STERN: 'Roe': A Case for Liberty
Published: Monday, February 11, 2013
Updated: Monday, February 11, 2013 23:02
Since the day Roe v. Wade was decided, the pro-life movement has perpetuated the myth that the ruling is invalid, absurd and rooted in a fanciful interpretation of the Constitution. This tactic is not only brilliant as a strategy, but an utterly dishonest denial of a fundamental constitutional right.

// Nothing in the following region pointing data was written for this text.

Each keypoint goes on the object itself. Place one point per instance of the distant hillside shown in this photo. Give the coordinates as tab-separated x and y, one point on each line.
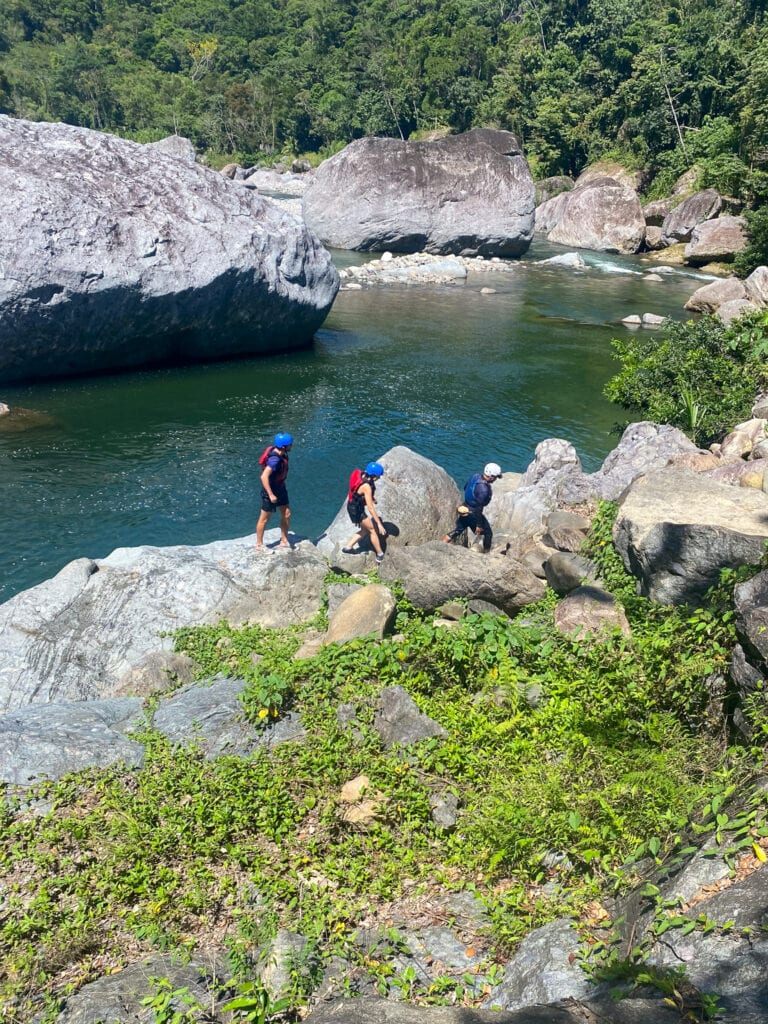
657	84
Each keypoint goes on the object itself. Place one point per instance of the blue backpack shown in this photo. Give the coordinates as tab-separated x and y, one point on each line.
469	488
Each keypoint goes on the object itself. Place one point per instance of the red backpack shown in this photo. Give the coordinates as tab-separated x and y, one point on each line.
355	479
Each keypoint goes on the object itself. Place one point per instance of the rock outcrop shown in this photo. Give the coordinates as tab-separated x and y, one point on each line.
432	573
679	223
676	530
466	195
599	213
84	634
416	500
717	240
709	298
116	254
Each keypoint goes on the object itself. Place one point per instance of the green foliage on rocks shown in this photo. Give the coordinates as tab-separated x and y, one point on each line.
565	755
756	252
700	376
656	83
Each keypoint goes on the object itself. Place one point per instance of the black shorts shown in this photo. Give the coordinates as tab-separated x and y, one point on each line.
281	493
356	512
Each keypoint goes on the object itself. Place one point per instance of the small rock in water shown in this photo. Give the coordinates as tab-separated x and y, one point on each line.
565	259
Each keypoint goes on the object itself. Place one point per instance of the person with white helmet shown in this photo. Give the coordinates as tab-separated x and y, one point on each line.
477	494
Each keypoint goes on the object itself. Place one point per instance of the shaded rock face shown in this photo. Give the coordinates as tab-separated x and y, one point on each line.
714	240
679	223
655	212
611	169
757	286
599	214
82	634
468	195
589	611
549	187
675	530
116	254
416	500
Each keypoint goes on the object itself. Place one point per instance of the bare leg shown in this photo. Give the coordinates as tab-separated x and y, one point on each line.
260	526
373	534
355	540
285	519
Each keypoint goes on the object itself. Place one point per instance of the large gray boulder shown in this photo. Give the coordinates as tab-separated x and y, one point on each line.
82	634
716	240
468	195
46	741
676	530
709	298
379	1011
433	573
416	500
117	254
555	477
679	223
599	214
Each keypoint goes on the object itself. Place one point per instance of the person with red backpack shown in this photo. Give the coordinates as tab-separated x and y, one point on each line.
361	510
273	492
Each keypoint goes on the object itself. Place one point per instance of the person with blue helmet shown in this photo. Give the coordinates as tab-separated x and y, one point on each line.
273	491
361	510
477	494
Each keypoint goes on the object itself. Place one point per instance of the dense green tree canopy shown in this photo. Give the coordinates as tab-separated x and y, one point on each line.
658	83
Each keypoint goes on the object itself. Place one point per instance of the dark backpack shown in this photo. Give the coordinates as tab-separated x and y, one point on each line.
469	489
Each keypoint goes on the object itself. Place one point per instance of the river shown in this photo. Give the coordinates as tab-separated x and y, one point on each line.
165	457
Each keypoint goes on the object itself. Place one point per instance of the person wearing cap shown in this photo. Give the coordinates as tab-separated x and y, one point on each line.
477	494
273	489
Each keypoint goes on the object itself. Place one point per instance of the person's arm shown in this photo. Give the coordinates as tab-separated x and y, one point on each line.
369	496
266	474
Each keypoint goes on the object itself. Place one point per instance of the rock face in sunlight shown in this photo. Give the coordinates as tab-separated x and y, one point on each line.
115	254
467	195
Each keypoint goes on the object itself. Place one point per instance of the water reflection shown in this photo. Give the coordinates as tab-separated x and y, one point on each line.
170	456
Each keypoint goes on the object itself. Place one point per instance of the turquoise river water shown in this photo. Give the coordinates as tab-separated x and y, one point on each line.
169	456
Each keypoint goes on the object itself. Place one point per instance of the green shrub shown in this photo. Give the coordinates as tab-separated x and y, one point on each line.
699	376
756	253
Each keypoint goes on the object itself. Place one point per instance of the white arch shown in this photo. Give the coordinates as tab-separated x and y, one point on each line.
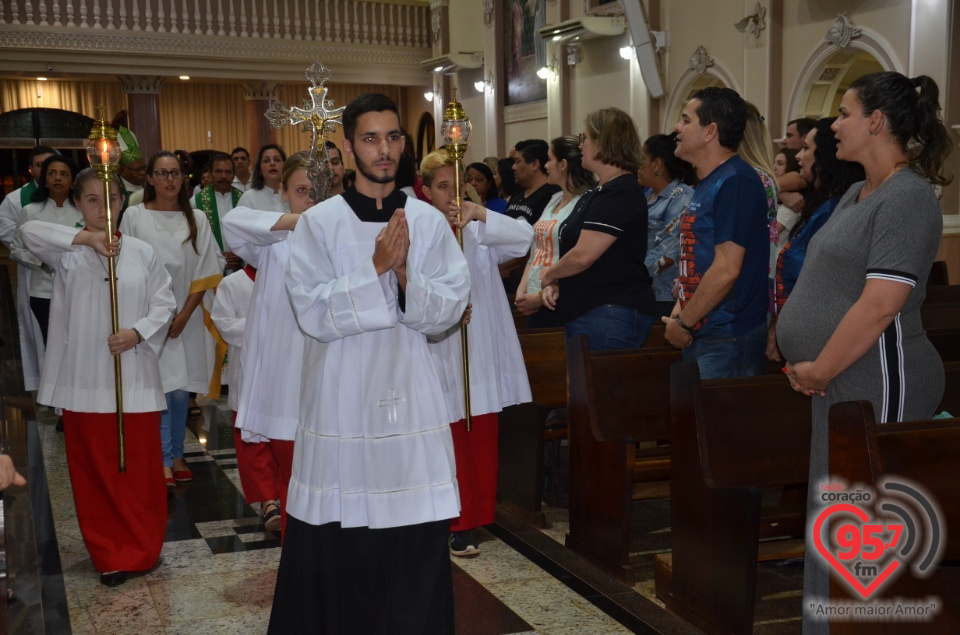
869	42
678	94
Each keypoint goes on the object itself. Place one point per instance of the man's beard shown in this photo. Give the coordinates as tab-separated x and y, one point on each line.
382	179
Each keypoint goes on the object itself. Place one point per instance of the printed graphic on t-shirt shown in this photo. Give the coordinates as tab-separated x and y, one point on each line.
543	239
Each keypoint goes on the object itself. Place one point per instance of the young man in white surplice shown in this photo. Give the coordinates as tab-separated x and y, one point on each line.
372	273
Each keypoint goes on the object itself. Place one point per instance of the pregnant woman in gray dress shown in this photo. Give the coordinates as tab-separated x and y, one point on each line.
851	328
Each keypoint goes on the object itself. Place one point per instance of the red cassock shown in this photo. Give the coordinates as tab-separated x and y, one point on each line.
122	516
476	456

At the heart of Roe is not the so-called “right to privacy” but rather the guarantee of liberty. The Fourteenth Amendment provides that no state shall “deprive any person of life, liberty or property, without due process of law.” That sweeping command has inevitably presented problems of interpretation for our judiciary. Moreover, the exact definition of “due process” is eternally elusive. Does it merely mean that a citizen must receive a fair trial before having her liberty snatched away? Or could the light of liberty shine, at times, entirely beyond the state’s reach?

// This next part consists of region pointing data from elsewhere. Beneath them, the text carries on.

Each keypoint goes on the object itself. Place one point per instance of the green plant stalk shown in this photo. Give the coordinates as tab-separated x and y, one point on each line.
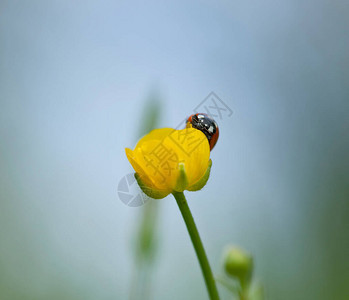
198	246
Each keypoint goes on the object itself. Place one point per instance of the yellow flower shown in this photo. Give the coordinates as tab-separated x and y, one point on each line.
168	160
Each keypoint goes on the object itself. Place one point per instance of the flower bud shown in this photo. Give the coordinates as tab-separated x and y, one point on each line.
239	264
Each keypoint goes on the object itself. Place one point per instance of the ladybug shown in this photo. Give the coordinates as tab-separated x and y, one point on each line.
207	125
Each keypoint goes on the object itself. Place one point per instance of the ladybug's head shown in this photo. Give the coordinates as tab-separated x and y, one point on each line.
207	125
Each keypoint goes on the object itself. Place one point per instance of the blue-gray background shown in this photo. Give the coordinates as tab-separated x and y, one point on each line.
74	78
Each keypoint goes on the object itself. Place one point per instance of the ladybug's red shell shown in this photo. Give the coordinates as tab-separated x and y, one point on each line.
207	125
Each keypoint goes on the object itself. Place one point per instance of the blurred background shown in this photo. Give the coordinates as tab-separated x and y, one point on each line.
75	82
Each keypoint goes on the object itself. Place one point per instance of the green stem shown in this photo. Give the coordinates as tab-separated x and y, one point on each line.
198	246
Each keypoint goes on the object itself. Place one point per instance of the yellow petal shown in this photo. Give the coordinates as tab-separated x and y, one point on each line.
158	155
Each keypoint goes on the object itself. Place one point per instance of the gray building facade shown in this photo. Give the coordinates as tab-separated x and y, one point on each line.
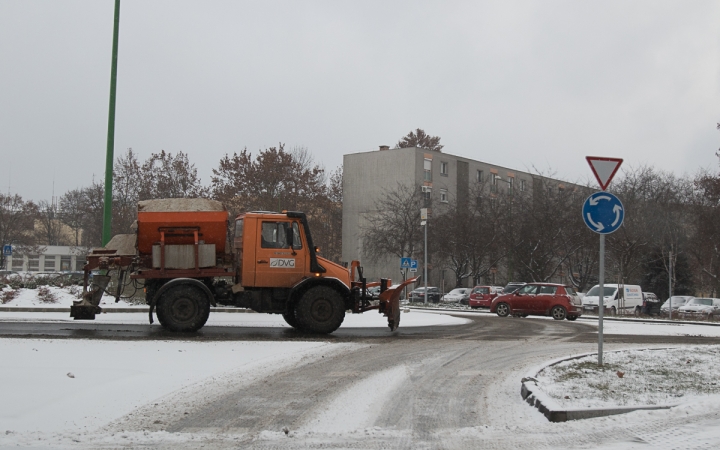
445	178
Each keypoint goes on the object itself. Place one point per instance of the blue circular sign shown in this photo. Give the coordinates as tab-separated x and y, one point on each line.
603	212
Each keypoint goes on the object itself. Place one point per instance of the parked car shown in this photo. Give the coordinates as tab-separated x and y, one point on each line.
617	298
651	304
513	286
482	296
541	299
374	292
418	295
700	308
677	302
457	295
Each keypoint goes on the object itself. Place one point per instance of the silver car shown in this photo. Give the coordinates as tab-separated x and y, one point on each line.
677	302
700	308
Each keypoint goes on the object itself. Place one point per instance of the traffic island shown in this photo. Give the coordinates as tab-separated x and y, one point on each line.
578	378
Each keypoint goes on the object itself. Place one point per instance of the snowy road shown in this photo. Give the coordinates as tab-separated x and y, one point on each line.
434	385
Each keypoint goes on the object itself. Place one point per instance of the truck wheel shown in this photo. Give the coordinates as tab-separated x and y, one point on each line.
183	308
558	313
290	318
320	310
502	309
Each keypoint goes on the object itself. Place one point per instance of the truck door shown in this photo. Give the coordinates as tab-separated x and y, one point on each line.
277	264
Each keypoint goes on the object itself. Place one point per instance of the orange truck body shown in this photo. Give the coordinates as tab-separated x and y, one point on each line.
188	264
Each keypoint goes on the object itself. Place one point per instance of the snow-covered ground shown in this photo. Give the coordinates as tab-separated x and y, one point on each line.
57	393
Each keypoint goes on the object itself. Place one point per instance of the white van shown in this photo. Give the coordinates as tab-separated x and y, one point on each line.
624	298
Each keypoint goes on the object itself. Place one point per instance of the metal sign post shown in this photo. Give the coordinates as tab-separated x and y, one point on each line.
603	213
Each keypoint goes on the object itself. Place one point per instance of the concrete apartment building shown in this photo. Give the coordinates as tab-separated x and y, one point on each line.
53	258
446	177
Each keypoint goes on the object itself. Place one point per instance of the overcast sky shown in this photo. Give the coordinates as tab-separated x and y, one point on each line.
519	84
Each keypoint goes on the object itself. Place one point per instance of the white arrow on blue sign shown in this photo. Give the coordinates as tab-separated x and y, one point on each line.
603	212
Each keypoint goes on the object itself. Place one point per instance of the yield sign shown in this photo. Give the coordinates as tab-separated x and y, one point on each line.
604	169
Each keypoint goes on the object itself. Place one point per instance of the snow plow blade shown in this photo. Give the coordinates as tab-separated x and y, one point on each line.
86	308
390	302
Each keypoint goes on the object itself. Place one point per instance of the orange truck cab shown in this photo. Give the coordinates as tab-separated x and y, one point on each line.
181	253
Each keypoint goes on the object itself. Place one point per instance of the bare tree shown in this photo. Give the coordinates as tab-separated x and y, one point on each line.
49	227
93	201
166	176
419	138
394	227
17	218
72	212
128	182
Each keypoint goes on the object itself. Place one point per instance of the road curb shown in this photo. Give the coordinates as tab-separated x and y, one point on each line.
108	309
556	413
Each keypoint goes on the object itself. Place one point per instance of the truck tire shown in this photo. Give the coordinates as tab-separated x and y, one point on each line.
320	310
291	319
183	308
558	313
502	309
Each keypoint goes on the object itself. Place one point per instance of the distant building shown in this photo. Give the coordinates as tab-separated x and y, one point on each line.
49	258
443	177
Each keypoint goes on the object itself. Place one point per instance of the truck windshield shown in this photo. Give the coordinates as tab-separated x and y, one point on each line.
595	291
274	235
700	301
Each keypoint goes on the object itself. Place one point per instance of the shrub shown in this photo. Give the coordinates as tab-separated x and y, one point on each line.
6	295
46	295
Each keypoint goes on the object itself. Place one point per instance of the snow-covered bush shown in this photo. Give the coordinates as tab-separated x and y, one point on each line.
74	290
7	294
45	295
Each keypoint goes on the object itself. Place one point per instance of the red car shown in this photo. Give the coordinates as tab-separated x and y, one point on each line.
539	299
481	296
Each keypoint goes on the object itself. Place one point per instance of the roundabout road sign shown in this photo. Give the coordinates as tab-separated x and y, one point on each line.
603	212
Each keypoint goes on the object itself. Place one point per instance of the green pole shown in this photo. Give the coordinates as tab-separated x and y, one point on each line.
109	158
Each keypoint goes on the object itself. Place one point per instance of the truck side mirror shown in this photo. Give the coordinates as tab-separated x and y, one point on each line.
289	237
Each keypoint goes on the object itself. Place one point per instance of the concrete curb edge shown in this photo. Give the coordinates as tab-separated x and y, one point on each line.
555	413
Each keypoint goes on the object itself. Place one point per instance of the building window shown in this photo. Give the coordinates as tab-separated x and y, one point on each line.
17	263
49	264
427	166
34	263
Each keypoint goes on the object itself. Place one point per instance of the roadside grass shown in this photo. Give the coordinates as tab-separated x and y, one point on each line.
634	377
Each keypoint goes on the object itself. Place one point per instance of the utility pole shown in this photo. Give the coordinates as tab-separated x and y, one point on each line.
423	218
109	157
670	284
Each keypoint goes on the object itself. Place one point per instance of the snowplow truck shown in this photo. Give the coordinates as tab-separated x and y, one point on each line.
181	253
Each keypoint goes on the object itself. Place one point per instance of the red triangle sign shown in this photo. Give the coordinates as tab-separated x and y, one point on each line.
604	169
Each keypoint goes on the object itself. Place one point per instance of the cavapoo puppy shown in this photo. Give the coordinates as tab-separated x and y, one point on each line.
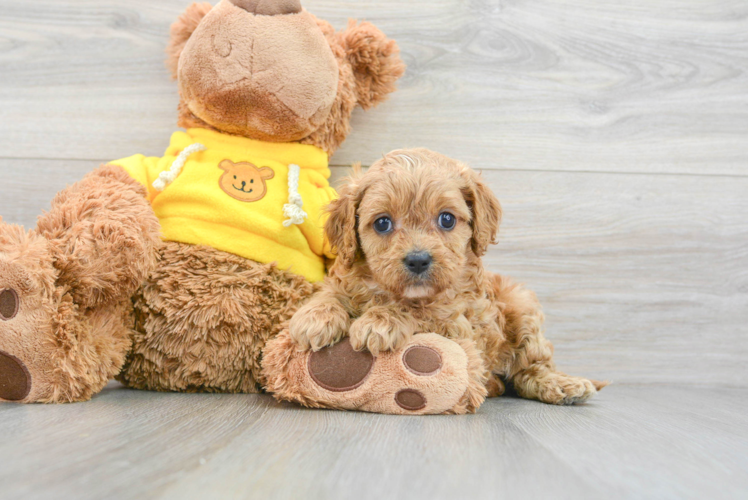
409	234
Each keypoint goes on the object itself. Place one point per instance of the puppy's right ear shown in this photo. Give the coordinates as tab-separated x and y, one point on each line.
341	226
181	31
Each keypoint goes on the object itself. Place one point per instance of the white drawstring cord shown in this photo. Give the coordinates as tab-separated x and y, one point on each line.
168	176
293	209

Conservative and liberal justices alike have agreed that it does. Time and time again, the Supreme Court has found that certain laws are too egregiously intrusive to survive the Fourteenth Amendment’s commitment to liberty. A law that deeply invades our sphere of personal freedom is not a valid law at all; its very enforcement would violate the Constitution. This legal doctrine, known as “substantive due process,” is the basis for many of the last several decades’ most cherished rulings — the Court did not, as the pro-life movement often suggests, concoct it exclusively for Roe. In a 1961 case concerning birth control, Justice John Harlan II, a conservative appointed by Dwight D. Eisenhower, defended substantive due process, describing it as “a rational continuum which, includes a freedom from all substantial arbitrary impositions and purposeless restraints.”
Harlan considered access to contraceptives to be integral to this freedom. The Court agreed in Griswold v. Connecticut and Loving v. Virginia, which struck down laws banning interracial marriage. Writing for a unanimous Court, Chief Justice Earl Warren declared, “To deny this fundamental freedom on so unsupportable a basis as the racial classifications embodied in these statutes, classifications so directly subversive of the principle of equality at the heart of the Fourteenth Amendment, is surely to deprive all the State’s citizens of liberty without due process of law.”
Surely the pro-life movement concurs with this sentiment.
Roe v. Wade, then, was little more than a logical extension of these hallowed principles. In Roe, Justice Blackmun, a conservative appointed by Richard Nixon, wrote for a 7-2 majority that a state may not force a woman to carry an unwanted child to term; to do so would obviously infringe upon her personal sphere of liberty. The Court found that the government may not place restrictions on abortions within the first three months of pregnancy, but allowed increasing regulations after that point, drawing the legal line at viability. A fetus, Blackmun noted, is not a “person” by any constitutional definition; rather, it represents the potential for a person. Mandating that a woman who bears this potential within her body spend nine months pregnant, give birth and possibly face a lifetime of regret or hardship trespasses upon any sound definition of liberty.
That reasoning is firmly rooted in precedent and in the text of the Constitution. It remains good law today. The Court most recently reaffirmed it in Planned Parenthood v. Casey, when Justice Kennedy, a conservative appointed by Ronald Reagan, proclaimed that first trimester abortion bans violate the “realm of personal liberty which the government may not enter.” The Casey court did narrow Roe somewhat, writing that abortion restrictions must not pose an “undue burden” for women. According to the Court, this standard permits several first trimester regulations, such as ultrasounds and waiting periods. Yet the basic principle of Roe was upheld — and has been ever since.
When the pro-life movement argues against Roe’s reasoning, then, it is arguing against a constitutional doctrine central to modern American jurisprudence. The movement’s rejection of substantive due process is a rejection of the notion that our constitution preserves a zone of personal liberty for every — real, living — citizen. Such ideas were once tenets of conservatism, but modern conservatives’ blinkered fixation on abortion rights has forced them to redefine their basic objectives. The core of Roe v. Wade was developed, formalized and upheld by conservative justices. It is sound reasoning and sound law; to deny that is to repudiate our Constitution’s promise of liberty.
Mark Joseph Stern is a senior in the College. LETTERS OF THE LAW appears every other Tuesday.